"Udah selesai?" tanya Deva pada Dira.
"Iya." jawab Dira.
"Ayo, takut klien udah nunggu."
"Sorry, ya, Ghe, gue harus pergi nih masih ada kerjaan. Next time kita ketemu lagi, ya!" ucap Dira.
"Iya, semangat kerjanya, Dira."
Dira dan Deva masuk ke mobil. Keduanya sama-sama diam sampai mereka datang lagi ke kantor. Mereka berpisah ketika Deva memasuki ruangannya terlebih dahulu.
Dira menghela napasnya lalu menyimpan tasnya di atas meja. Memijat pelan pelipisnya, agak terasa pusing setelah kejadian tadi. Tidak biasanya Ghea bersikap seperti itu. Bukan hanya karena ingin menjaga perasaan Deva, namun, Dira juga tidak ingin membahas Rafly. Akan sia-sia usaha move on yang dia lakukan selama ini.
"Kenapa sih Ghea barbar banget di depan Deva." gerutu Dira.
Sedangkan di sisi lain, Deva masih setia dengan hati yang kesal. Memutar memory di restoran tadi membuatnya jijik untuk bertemu lagi dengan perempuan itu. Mulutnya sangat tidak dijaga seperti tidak bisa menghargai orang.
***
"RAFLY!" teriak Hana yang melihat Rafly belanja di minimarket sore ini.
Seperti sebuah takdir yang mengharuskan mereka untuk bertemu. Rafly berusaha menghindar dari perempuan iblis ini karena bisa saja dia punya rencana lain untuk menjatuhkan namanya. Jika bertemu dengan perempuan ini harus hati-hati.

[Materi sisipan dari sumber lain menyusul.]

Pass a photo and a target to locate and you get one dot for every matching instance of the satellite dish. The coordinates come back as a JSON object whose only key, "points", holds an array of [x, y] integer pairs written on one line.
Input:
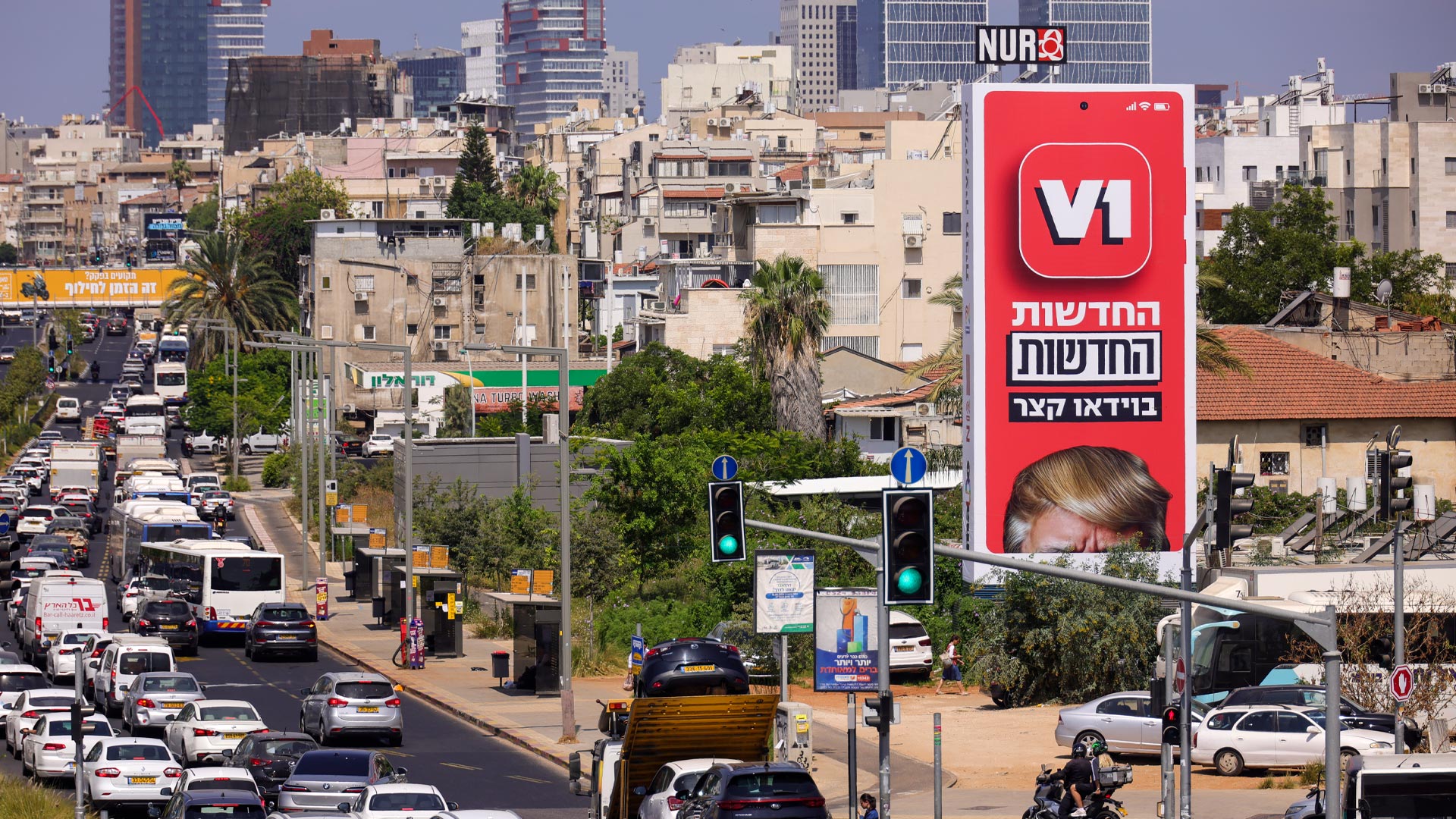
{"points": [[1382, 290]]}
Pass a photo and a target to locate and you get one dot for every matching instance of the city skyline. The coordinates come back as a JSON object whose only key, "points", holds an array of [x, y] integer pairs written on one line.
{"points": [[1190, 46]]}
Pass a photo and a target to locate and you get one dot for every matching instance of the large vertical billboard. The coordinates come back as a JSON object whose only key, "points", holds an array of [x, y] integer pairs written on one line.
{"points": [[1079, 321]]}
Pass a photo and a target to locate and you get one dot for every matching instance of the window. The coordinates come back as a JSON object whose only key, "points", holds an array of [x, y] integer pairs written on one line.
{"points": [[884, 428], [1273, 464], [1315, 435]]}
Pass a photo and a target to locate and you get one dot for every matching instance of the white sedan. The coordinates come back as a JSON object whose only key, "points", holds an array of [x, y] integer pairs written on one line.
{"points": [[60, 657], [127, 770], [207, 727], [49, 752], [28, 708], [397, 800]]}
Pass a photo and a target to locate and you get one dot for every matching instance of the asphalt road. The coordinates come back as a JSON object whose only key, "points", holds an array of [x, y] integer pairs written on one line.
{"points": [[468, 765]]}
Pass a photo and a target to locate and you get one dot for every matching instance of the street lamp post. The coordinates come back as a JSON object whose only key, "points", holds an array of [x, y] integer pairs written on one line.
{"points": [[408, 535], [568, 704]]}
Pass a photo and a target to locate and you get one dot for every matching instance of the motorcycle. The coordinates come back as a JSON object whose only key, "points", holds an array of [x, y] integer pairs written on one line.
{"points": [[1052, 800]]}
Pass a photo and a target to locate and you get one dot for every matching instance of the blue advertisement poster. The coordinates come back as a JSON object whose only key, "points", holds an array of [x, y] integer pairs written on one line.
{"points": [[846, 639]]}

Rafly terus berjalan tanpa menunggu Hana yang meneriakinya. Kemudian, Hana lari sampai memegang tangan Rafly. Namun, Rafly menepisnya lalu berkata, "Kenapa sih, Na?" tanya Rafly.
"Kamu ke mana aja sih? Aku nyariin kamu. Setiap aku WhatsApp nggak pernah di balas, setiap aku telepon nggak pernah di angkat." gerutu Hana.
"Nggak ada notif." kata Rafly.
Hana berdecak kesal. "Kamu kapan sih hargain aku kalau aku lagi ngomong?"
"Hargain atas dasar apa? Kamu bukan siapa-siapa buat aku, Na."
"Kamu tuh keterlaluan tau nggak!"
"Hana, apaan sih, kamu nggak malu kayak orang gila gini di depan umum? Perlu aku anterin ke rumah sakit jiwa?"
Hana menghentakkan kakinya kesal karena Rafly meninggalkannya sendirian. Hana pergi ke mobilnya dan mengikuti arah mobil Rafly. Bukan ke rumahnya, namun ke taman.
Rafly menepikan mobilnya lalu membuka sedikit kaca mobilnya. Mengingat semuanya yang berkaitan dengan Dira. Dulu, sering sekali mereka ke taman ini. Effort yang dirasakan Rafly sangatlah besar. Masih ada harapan walaupun sedikit untuk memperjuangkan cintanya. Rafly tidak mau hubungannya sia-sia hanya karena kesalahpahaman.
Sampai saat ini pun Rafly masih yakin bahwa dirinya tidak melakukan hal yang tidak senonoh bersama Hana. Rafly juga yakin, ada dalang di balik semua ini yang mengetahui hubungannya dengan Dira.
"Kalau aku nggak bisa bareng sama kamu lagi, seenggaknya kamu tau ini hanya salah paham." kata Rafly.
Hana yang memerhatikan Rafly dari belakang merasa aneh kenapa Rafly berhenti di depan taman? Apa Rafly sedang menunggu seseorang di sana? Tapi, tidak ada satu orang pun yang ada di sana.
Rafly melihat kaca spionnya, terlihat mobil berwarna silver itu ikut berhenti di belakang mobilnya. Rafly yakin itu adalah mobil Hana. Jadi, sedari tadi Hana membuntutinya?
Ah, Hana memang benar-benar gila. Apa dia tidak capek terus menerus diabaikan oleh Rafly?
Apa perlu juga Rafly mengantar Hana ke rumah sakit jiwa? Hana benar-benar sakit.